- Born: November 19, 1899 Lincoln, Nebraska
- Died: October 18, 1975 (aged 75)
- Occupation: Dean of women (Syracuse University)

= Eunice Hilton =

Martha Eunice Hilton (19 November 1899 - 18 October 1975) was dean of women for Syracuse University from 1935 for 1949. In this position she led the Student Dean Program for women, making many changes and improvements, leading to it becoming nationally renowned.

==Career==
Eunice Hilton was born on 19 November 1899 in Lincoln, Nebraska. She attended Cotner College from 1917 to 1918 before receiving Bachelor's and master's degrees in physical education from the University of Nebraska. From 1926 she taught English and history at McCook Junior College in Nebraska, where she was also dean of women until 1931. In 1931, after graduating, Hilton travelled to Syracuse University, taking the position of assistant dean of women after completing a one-year student dean program. Alongside this position she worked on a doctorate in education, becoming the first woman to receive a PhD from the School of Education's Student Dean Program in April 1934.

When the then dean of women Eugenie Leonard went on leave 1935 Hilton assumed her role, temporarily at first, with the position becoming permanent in 1936. As dean of women, Hilton made many improvements to the university's Student Dean Program, including the introduction of new courses and a code of conduct. It became a nationally popular course, with applications made from around the United States. In 1943 she worked with others at the university to develop a course titled "The Status of Women and their Responsibilities" studying the roles of women in society; an early version of what would become women's studies. In 1949, Hilton stepped down as dean of women, instead taking the role of dean of the College of Home Economics, though she had less success here due to the declining interest in the field. Hilton moved to Denver where she worked at the University of Denver as a professor of education until her retirement in 1966.

During her career, Hilton took part in a number of other activities and held numerous other positions.
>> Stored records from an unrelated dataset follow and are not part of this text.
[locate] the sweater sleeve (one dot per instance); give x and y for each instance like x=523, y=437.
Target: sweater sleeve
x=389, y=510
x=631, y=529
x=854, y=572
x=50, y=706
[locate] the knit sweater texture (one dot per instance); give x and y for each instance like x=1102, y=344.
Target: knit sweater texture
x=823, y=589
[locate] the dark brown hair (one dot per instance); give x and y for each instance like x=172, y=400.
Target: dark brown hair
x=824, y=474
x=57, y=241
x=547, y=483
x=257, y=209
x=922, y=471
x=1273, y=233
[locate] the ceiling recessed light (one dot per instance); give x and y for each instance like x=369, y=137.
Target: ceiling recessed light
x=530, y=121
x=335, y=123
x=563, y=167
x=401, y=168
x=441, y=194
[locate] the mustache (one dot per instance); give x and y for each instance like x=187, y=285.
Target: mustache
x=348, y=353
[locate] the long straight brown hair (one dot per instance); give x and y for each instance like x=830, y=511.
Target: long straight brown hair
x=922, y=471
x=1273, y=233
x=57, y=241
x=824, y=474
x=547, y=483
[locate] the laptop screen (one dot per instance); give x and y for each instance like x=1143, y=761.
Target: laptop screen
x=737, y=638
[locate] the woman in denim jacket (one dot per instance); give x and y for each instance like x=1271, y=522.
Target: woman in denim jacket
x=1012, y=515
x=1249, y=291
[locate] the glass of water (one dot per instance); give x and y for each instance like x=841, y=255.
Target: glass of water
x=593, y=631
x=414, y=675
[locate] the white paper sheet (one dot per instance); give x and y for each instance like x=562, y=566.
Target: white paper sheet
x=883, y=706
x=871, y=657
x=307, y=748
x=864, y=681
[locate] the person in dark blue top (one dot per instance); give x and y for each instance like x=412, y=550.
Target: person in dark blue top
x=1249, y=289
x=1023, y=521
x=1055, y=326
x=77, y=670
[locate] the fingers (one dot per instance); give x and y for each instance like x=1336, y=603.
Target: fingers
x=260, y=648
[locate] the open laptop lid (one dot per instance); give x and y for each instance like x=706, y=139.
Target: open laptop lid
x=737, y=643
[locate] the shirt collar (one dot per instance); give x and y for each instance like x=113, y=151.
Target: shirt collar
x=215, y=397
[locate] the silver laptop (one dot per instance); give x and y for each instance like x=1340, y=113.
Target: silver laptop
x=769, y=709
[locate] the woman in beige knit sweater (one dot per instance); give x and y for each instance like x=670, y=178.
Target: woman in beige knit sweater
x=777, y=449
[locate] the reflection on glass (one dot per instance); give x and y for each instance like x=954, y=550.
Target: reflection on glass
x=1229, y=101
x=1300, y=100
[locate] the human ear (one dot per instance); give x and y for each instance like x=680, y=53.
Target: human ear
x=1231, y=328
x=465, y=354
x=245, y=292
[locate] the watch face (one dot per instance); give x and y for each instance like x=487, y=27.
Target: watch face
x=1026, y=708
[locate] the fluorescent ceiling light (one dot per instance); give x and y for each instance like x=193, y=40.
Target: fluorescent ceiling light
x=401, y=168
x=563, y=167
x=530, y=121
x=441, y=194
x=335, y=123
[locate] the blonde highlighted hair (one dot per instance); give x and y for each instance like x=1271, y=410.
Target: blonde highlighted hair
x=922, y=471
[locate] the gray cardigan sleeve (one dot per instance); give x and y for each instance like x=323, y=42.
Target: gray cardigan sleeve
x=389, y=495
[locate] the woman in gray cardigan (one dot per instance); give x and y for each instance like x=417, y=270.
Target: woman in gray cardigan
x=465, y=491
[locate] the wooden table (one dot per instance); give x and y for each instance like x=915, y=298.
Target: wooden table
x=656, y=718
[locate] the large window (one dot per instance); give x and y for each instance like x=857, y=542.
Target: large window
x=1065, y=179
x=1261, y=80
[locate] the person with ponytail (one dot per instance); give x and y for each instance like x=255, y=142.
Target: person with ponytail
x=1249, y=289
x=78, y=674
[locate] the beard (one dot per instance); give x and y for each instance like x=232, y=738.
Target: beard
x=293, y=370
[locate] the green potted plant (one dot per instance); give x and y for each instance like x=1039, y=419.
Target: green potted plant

She was president of the Council of Guidance and Personnel associations, a member of the New York state women's council, a vice-president of the National Association of Deans of Women, and spoke at a number of venues on the topic of deans of women, and women in academia more broadly.

In 1968 Syracuse University presented Hilton with an honorary degree, claiming that she had "contributed more to student personnel administration than anyone else in her time". Between 1992 and 2009 the university awarded a Hilton Scholarship Fund to one female graduate each year, named in her honour.

==Personal life==
Hilton married John Thomas Freeland in 1959. She died from illness on 18 October 1975.